-MELODY-
Sadece iki hafta dans etmemek bile hamlaştırmıştı bizi. Ama tabiki hemen havaya girdik ve bir evin salonunda ne kadar edilebilirse o kadar dans ettik. Eve ve ben kesinlikle bunun için yaratılmış olmalıyız. Ama umarım işler yarında böyle güzel gider ve o muhteşem çocuklarla güzel işler koyarız ortaya.
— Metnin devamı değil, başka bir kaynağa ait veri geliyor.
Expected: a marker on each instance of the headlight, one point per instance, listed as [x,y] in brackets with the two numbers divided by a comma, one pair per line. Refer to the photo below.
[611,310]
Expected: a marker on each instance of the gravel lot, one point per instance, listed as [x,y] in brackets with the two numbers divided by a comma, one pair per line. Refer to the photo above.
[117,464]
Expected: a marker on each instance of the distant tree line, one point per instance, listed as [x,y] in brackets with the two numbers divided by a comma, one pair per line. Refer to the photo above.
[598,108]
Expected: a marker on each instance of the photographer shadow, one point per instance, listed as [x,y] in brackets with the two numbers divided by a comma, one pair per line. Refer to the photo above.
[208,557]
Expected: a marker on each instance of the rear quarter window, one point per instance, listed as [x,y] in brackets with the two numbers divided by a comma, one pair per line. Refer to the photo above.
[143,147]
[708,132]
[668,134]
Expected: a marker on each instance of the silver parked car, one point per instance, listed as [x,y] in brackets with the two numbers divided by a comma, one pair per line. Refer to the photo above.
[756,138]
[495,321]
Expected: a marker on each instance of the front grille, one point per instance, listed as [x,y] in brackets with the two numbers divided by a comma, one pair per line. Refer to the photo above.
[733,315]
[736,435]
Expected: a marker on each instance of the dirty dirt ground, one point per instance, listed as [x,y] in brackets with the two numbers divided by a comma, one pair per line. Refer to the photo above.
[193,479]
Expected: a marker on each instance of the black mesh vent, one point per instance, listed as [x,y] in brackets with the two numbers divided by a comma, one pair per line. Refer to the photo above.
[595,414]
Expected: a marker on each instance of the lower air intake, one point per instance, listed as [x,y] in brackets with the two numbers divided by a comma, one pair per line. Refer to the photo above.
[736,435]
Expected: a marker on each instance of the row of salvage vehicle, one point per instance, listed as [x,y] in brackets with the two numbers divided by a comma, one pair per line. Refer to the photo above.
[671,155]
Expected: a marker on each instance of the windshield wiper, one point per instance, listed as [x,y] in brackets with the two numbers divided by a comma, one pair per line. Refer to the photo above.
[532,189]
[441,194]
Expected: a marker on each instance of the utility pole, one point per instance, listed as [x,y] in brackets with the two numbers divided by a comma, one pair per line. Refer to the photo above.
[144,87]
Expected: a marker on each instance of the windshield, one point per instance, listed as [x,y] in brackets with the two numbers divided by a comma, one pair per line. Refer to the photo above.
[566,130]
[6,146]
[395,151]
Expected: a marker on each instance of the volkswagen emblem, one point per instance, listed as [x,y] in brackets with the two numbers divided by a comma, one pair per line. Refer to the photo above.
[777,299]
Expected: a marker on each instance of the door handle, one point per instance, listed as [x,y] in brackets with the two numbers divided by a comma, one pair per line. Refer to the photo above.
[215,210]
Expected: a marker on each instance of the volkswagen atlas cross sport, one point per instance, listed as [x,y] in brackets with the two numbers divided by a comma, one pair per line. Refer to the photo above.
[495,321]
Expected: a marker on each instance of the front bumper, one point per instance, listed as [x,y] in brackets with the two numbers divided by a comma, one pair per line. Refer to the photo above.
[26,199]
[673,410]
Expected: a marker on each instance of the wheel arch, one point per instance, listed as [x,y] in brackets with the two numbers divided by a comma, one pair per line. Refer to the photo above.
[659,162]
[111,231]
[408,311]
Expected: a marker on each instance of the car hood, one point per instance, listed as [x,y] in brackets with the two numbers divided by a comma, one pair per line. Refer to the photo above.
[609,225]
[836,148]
Kocaman, sımsıkı ve upuzun bir kucaklaşmanın ardından Eve'i yolculadım. Ah evet ve şimdi zorlu dakikalar başlıyor. Eve varken daha dalgın ve rahattım ama şimdi tekim, yatağıma oturdum, telefonumla bakışıyorum. Ne var? Julian Sky seninde numaranı alıp, adresi mesaj atarım dese sende böyle telefon başında stresten patlardın. Ama saat akşamın dokuzu olmuşken ve bu kadar saat yazmamışken beklemenin bir anlamı yok. Eminim aklının köşesinden bile geçmiyorumdur. Cidden böyle stresli zamanlarda yalnız kalmamalıydım. Annemde tam gününü buldu teyzemde kalmak için. Keşke Josh kalsaydı benimle. Küçük erkek kardeşe muhtacım o derece bi durumdayım yani. Ah tanrım kesinlikle mesaj falan atmayacak. Neyime güvenerek heveslendiysem.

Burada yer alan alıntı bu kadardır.